Q&A: Stephan Said On Creating A Generational Zeitgeist, Collapsing Genre Boundaries, And Meeting Allen Ginsberg
New York-based songwriter Stephan Said has played in punk bands, toured in Ween, worked as a migrant worker and befriended and worked with the likes of Allen Ginsberg, Pete Seeger and Patti Smith. The Iraqi-American musician is a longtime grassroots organizer; he had a hand in the 1999 WTO demonstrations in Seattle and recently set up a Diferent.org, a web site connecting musical activists from around the globe.
Said has released several albums--most under the name Stephan Smith--and he has a knack for prescience. His 1999 Rounder debut, Now is the Time, called for the need of the Arab world and Western world to come together peacefully because things were looking bad. In the early '00s Said's antiwar song "The Bell," which featured Pete Seeger, was an online hit, a feat even more impressive given that it came out in the pre-YouTube era. Several months ago he recorded the Egyptian folk song "Aheb Aisht Al Huriyah" ("I Love the Life of Freedom"), and it's currently part of the soundtrack to uprisings in the Middle East and North Africa.
Said is playing a monthly series of live shows at Drom leading up to the June 7 digital release of his album difrent and re-release of his back catalog. Sound of the City spoke to him about the shows, the people he's met in New York City, and the current political climate.
It's amazing that you picked that Egyptian folk song "Aheb Aisht Al Huriyah" ("I Love the Life of Freedom") to record as a show of solidarity some months ago and now that whole revolution has come to pass.

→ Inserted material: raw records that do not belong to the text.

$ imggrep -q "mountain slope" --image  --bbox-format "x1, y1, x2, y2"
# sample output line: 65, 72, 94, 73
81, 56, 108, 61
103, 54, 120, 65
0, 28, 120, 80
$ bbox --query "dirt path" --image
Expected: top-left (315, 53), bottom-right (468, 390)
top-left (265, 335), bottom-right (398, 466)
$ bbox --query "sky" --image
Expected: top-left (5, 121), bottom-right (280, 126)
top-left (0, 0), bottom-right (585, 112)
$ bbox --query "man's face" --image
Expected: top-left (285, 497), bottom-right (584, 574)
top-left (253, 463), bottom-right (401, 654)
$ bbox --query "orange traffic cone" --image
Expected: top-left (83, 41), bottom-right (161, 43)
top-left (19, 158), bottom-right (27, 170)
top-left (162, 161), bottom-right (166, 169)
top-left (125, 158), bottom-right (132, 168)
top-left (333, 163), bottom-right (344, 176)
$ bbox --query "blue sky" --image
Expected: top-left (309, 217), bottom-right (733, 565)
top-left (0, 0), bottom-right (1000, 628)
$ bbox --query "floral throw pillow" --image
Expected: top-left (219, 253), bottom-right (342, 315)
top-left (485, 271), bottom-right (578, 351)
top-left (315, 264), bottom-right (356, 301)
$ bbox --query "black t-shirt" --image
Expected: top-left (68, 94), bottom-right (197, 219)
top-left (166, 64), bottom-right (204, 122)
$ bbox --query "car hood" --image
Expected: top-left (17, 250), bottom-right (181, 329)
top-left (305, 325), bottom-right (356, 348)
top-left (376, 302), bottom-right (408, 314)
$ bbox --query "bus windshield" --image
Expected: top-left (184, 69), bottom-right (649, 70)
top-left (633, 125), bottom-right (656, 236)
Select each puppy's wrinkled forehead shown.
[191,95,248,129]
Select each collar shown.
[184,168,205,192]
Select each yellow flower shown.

I can only say that I guess I was part of the zeitgeist that was building in advance of uprising. No radio stations in the U.S. were ever going to play the song, or any of the songs I'd recorded. But thousands of people were forwarding the song and listening to it. It was having an impact on a large audience that had nothing to do with the music industry.
What do you think the impact of Osama bin Laden's death will have on the Middle East and World politics?
I don't know. I almost think it's inconsequential. I think it's probably good for people to have some resolution, but it doesn't really change the situation on the ground. He was one guy who was a figurehead that represented something to people. Right now we are in the same place as before. But I think there is an enormous opportunity to create peace and change the dialogue in the Middle East right now. The pro-democracy rebellion and the failure of Al Qaeda's vision mean that we have an enormous opportunity over the next six to eight months for forgiveness on both sides. Let's hope our administration will be that brave and bold. Hopefully because of my heritage and the position I'm in I can be a part of helping seize this opportunity to create peace and a brighter future.
What's up with these Drom shows that lead up to the record release?
For these shows I'm bringing a diverse list of voices as guests. They are all involved in different ways, usually in music, but maybe art or culture or social change in some way.
What's the point of that?
This helps a movement to coalesce because right now we have so many voices out there. But they are handled in isolation of each other. There is something happening in Japan, Madison, Somalia, Hurricane Katrina or these other things. But as soon as they are put in the same room in the same conversation then people come together across borders in real way. That creates a real movement or a generational zeitgeist for global change.
It's a dual purpose of creating a borderless movement but I'm also creating a new global music that brings people together. My set goes from rap and hip-hop to world music to rock and pop all in a number of songs. We need to bring together these different styles of music to create the changes that we need.
So this same kind of thinking also applies to your web site?
As far as music is a tool for social change, I was always an organizer. So with my songs, my words were about change and also about being integrally involved with social change. When I got ready to do my next album, I thought about that fact that I had been doing songs my whole career and I wanted to go beyond that. I wanted to create a web site and maybe a TV show that would be a CNN for social change. This could promote lots of songs for lots of artists globally as opposed to another song about another cause. I don't want to throw another song there almost into the void because we need to build a movement.